Poi comincia il percorso per la cura della dipendenza. «Anche mio marito e la mia famiglia lo hanno adottato. È stato attraverso di lui che ho capito, come posso dire… il mio mandato. Chiedevo sempre a Dio di muovere le mie mani e il mio cuore verso l’incontro, per capire che cosa fare per chi ne aveva bisogno. Edoardo è stata la mia risposta».
Luisa e la sua famiglia lo chiamano ogni sera, prima di andare a dormire, per assicurarsi che stia bene. «Finché un giorno non mi ha risposto e, preoccupata, sono andata a vedere come stava. E lo abbiamo trovato morto. Aveva solo 60 anni! Quest’esperienza, una specie di adozione, ha cambiato me e la mia famiglia. Tutto quanto è venuto dopo penso sia nato da questo seme di amicizia».
Oggi a Rho, la Caritas Cittadina attraverso il lavoro di 94 volontari gestisce una serie integrata di servizi di promozione della persona. C’è la mensa per i poveri che da mangiare a 90 persone a pranzo e 70 la sera; c’è NutriRho, per la diffusione di una cultura contraria allo scarto, soprattutto alimentare; un dormitorio che è anche il luogo dove 11 medici volontari si alternano e visitano chi è nel bisogno; e Doccia Amica, un servizio di docce accessibili a chi vive per strada.

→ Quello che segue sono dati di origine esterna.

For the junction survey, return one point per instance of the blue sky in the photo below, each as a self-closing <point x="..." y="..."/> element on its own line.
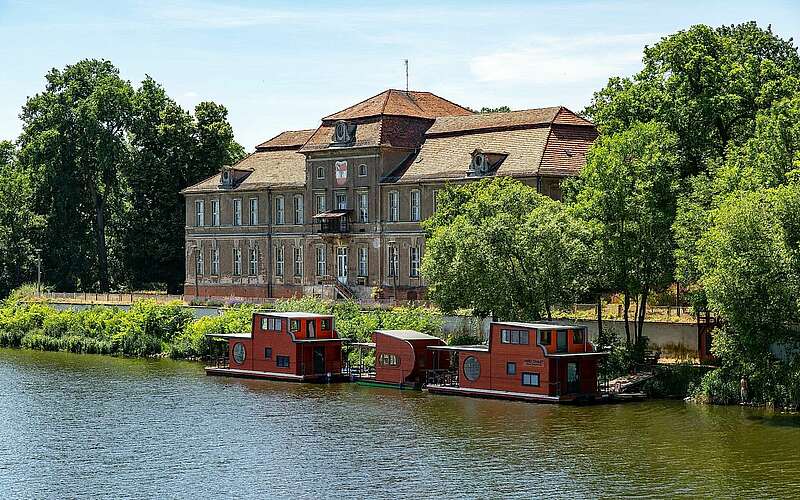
<point x="279" y="66"/>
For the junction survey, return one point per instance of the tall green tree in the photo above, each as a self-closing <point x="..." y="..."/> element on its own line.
<point x="74" y="145"/>
<point x="628" y="191"/>
<point x="20" y="227"/>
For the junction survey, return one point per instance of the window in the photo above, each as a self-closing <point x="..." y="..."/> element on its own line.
<point x="215" y="212"/>
<point x="363" y="253"/>
<point x="199" y="261"/>
<point x="199" y="208"/>
<point x="298" y="209"/>
<point x="394" y="206"/>
<point x="215" y="261"/>
<point x="363" y="207"/>
<point x="320" y="261"/>
<point x="279" y="210"/>
<point x="415" y="200"/>
<point x="278" y="260"/>
<point x="531" y="379"/>
<point x="319" y="202"/>
<point x="298" y="261"/>
<point x="394" y="261"/>
<point x="389" y="360"/>
<point x="413" y="262"/>
<point x="341" y="200"/>
<point x="253" y="211"/>
<point x="237" y="212"/>
<point x="253" y="261"/>
<point x="237" y="262"/>
<point x="472" y="368"/>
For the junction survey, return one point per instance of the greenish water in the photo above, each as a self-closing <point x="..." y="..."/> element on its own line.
<point x="92" y="426"/>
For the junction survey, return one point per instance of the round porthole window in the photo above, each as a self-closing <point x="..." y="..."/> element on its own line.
<point x="239" y="353"/>
<point x="472" y="368"/>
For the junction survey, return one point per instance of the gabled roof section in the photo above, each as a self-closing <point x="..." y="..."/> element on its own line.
<point x="401" y="103"/>
<point x="290" y="139"/>
<point x="527" y="118"/>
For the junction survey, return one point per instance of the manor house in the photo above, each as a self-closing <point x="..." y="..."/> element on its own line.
<point x="336" y="211"/>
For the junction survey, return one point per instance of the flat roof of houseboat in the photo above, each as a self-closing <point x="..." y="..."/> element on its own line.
<point x="229" y="335"/>
<point x="539" y="326"/>
<point x="479" y="347"/>
<point x="293" y="314"/>
<point x="407" y="334"/>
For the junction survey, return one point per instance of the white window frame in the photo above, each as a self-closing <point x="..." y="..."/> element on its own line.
<point x="215" y="212"/>
<point x="215" y="261"/>
<point x="321" y="257"/>
<point x="415" y="201"/>
<point x="237" y="261"/>
<point x="237" y="211"/>
<point x="298" y="261"/>
<point x="279" y="262"/>
<point x="394" y="206"/>
<point x="253" y="211"/>
<point x="363" y="206"/>
<point x="299" y="209"/>
<point x="253" y="261"/>
<point x="363" y="262"/>
<point x="280" y="210"/>
<point x="199" y="213"/>
<point x="413" y="262"/>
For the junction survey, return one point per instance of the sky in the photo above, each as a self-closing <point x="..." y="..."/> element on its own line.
<point x="283" y="66"/>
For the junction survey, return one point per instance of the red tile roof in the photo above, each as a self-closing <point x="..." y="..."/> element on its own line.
<point x="401" y="103"/>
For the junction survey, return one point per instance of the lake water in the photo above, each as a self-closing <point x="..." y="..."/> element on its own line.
<point x="92" y="426"/>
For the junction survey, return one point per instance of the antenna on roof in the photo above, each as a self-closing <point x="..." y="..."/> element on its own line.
<point x="406" y="75"/>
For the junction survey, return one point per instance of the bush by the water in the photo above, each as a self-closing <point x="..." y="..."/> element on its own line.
<point x="152" y="329"/>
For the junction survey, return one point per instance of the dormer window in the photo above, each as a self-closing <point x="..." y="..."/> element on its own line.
<point x="344" y="133"/>
<point x="485" y="162"/>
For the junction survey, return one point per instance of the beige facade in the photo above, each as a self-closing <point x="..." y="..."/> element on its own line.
<point x="310" y="212"/>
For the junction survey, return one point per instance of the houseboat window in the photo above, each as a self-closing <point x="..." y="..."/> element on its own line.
<point x="472" y="368"/>
<point x="531" y="379"/>
<point x="239" y="353"/>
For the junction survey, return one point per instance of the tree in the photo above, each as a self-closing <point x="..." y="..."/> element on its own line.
<point x="628" y="191"/>
<point x="73" y="143"/>
<point x="19" y="226"/>
<point x="493" y="247"/>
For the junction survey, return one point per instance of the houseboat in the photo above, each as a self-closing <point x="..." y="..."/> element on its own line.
<point x="301" y="347"/>
<point x="522" y="361"/>
<point x="402" y="358"/>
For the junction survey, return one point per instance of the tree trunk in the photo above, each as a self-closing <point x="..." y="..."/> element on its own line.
<point x="625" y="316"/>
<point x="100" y="239"/>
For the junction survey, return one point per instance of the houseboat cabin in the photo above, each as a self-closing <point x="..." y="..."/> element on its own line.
<point x="529" y="361"/>
<point x="402" y="357"/>
<point x="283" y="346"/>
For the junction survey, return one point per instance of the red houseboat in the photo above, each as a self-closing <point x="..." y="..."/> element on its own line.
<point x="525" y="361"/>
<point x="283" y="346"/>
<point x="402" y="358"/>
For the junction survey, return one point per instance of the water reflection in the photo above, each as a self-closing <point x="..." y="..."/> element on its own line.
<point x="93" y="426"/>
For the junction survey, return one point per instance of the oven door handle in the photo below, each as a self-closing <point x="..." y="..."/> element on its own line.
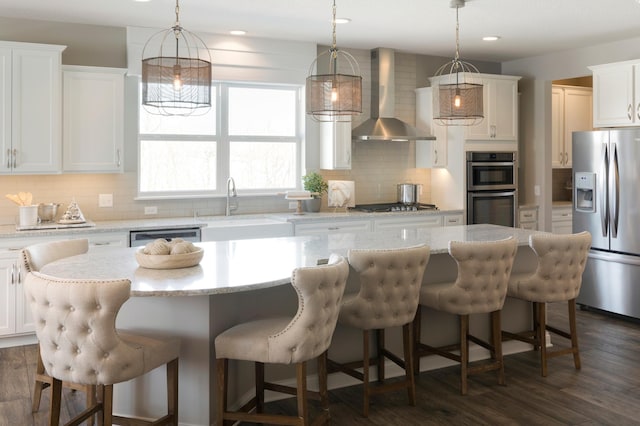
<point x="492" y="163"/>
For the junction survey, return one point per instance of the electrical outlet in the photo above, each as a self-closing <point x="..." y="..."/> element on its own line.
<point x="105" y="200"/>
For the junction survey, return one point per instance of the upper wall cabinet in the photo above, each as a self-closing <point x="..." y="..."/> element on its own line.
<point x="571" y="109"/>
<point x="93" y="119"/>
<point x="30" y="101"/>
<point x="429" y="153"/>
<point x="335" y="145"/>
<point x="616" y="94"/>
<point x="500" y="104"/>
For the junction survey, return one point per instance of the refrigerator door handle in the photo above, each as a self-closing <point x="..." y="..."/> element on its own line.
<point x="614" y="191"/>
<point x="603" y="184"/>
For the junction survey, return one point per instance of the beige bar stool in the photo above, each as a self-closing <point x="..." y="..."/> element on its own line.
<point x="33" y="258"/>
<point x="390" y="282"/>
<point x="480" y="287"/>
<point x="558" y="278"/>
<point x="79" y="344"/>
<point x="286" y="340"/>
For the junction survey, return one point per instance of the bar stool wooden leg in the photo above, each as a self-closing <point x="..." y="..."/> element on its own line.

«Che cosa abbiamo imparato in tutti questi anni? A cambiare il passo e a essere umili, per trovare insieme a chi vive il disagio la strada giusta per aiutarli. Quando ci vengono a trovare i bambini per conoscere il nostro lavoro – conclude Luisa –, io dico sempre che qui si vive davvero il Padre Nostro. Uno non è obbligato a dare un soldo però, incontrare gli occhi dell’altro e sorridere, quello lo possono fare tutti. E perché tu quella persona l’hai guardata, gli hai ridato esistenza».